Ma non basta, perché nelle ultime settimane si sono presentate nuove complicazioni. Parliamo dell’aumento del disavanzo pubblico americano, del disincanto sulla tecnologia come motore di crescita perpetua, dei venti di guerra commerciale e dei venti di guerra vera e propria in Medio Oriente. Di fronte a questi notevoli ostacoli i mercati si sono in realtà comportati piuttosto bene e non manca chi dice che la correzione partita a fine gennaio ha ancora bisogno di un’ondata di paura più seria di quelle che abbiamo visto fin qui perché si possa finalmente parlare di mercati ripuliti e pronti a riprendersi. Vedremo se ci sarà davvero bisogno di questa ultima scrollata, ma al momento possiamo già dire che molte delle paure che hanno percorso la correzione si sono rivelate eccessive e premature. L’inflazione è certamente in crescita, ma non alla velocità di gennaio (spinta dall’euforia seguita al taglio delle tasse). I tassi a lungo, dopo la paure iniziali, sono addirittura scesi. La riluttanza del Congresso ad attaccare la tecnologia e la buona performance di Zuckerberg hanno allontanato il timore immediato di misure penalizzanti per il settore. Le misure distensive cinesi sul fronte commerciale hanno fatto pensare a uno scontro su due livelli, il primo, molto aggressivo, per l’opinione pubblica americana e cinese e il secondo, concreto e operativo, nei negoziati dietro le quinte.

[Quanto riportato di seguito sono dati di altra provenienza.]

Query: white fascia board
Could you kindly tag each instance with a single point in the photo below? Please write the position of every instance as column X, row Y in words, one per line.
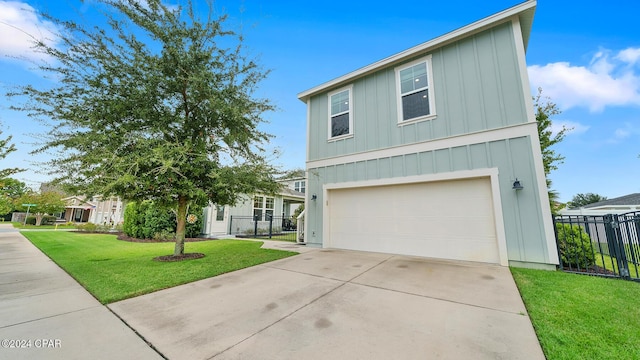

Resta la Siria, dove si parte da un casus belli, un attacco chimico pochi giorni prima del ritiro americano, cui si preannuncia una risposta dove non sono chiari gli obiettivi politici (Assad? Russia? Iran?). Probabilmente si tratterà di una risposta forte ma circoscritta, ma non si possono escludere del tutto complicazioni. In ogni caso, per porre davvero fine alla correzione i mercati aspetteranno la conclusione della vicenda.

Avendo scontato la perfezione a gennaio e una serie sorprendentemente numerosa di problemi in questa correzione i mercati saranno pronti per un atteggiamento più equilibrato e per una cauta e lenta ripresa durante l’estate e l’autunno. Le elezioni di novembre in America saranno un passaggio delicato, ma il nuovo Congresso si insedierà a fine gennaio e il 2018, se gli utili confermeranno le attese, si potrà concludere con segno positivo.
Più avanti, tuttavia, una serie di nodi strutturali comincerà a venire al pettine. Anche se l’intenzione delle banche centrali è di tollerare una certa quantità di inflazione i tassi continueranno a salire. Si cercherà tutti quanti di restare dietro la curva e di mantenere i tassi reali vicini a zero, ma la possibilità di un rialzo di troppo diventerà sempre più concreta. La liquidità, dal canto suo, continuerà a calare e per i titoli di debito ci saranno più offerta e meno domanda.
Va poi tenuto d’occhio il consumatore americano, che non può spendere molto di più a meno di non andare a risparmio negativo, mentre l’Europa dovrà continuare a digerire il rialzo dell’euro e la Cina completerà il suo lavoro di pulizia dopo la grande spinta alla spesa nel 2017 e prima di quella ancora più grande che si preannuncia per il 2021, centenario del partito.
Si noti che un bear market non ha sempre bisogno di una recessione o di un incidente finanziario. Possono essere sufficienti, se si viene da altezze elevate, una crescita debole e la prospettiva di utili piatti da scontare con tassi in continua crescita, soprattutto se in un ambiente di liquidità calante.
Godiamoci dunque, augurandoci che ci sia, il recupero che si preannuncia per i prossimi mesi, ma cominciamo a entrare in un ordine di idee per cui si vende su rialzo più di quanto non si compri su ribasso, dando la precedenza, quando vendiamo, ai titoli meno liquidi. A meno, ovviamente, di non decidere di non preoccuparsi per il bear market che verrà (e che non sarà una ripetizione del 2008) e guardare davvero al lungo termine.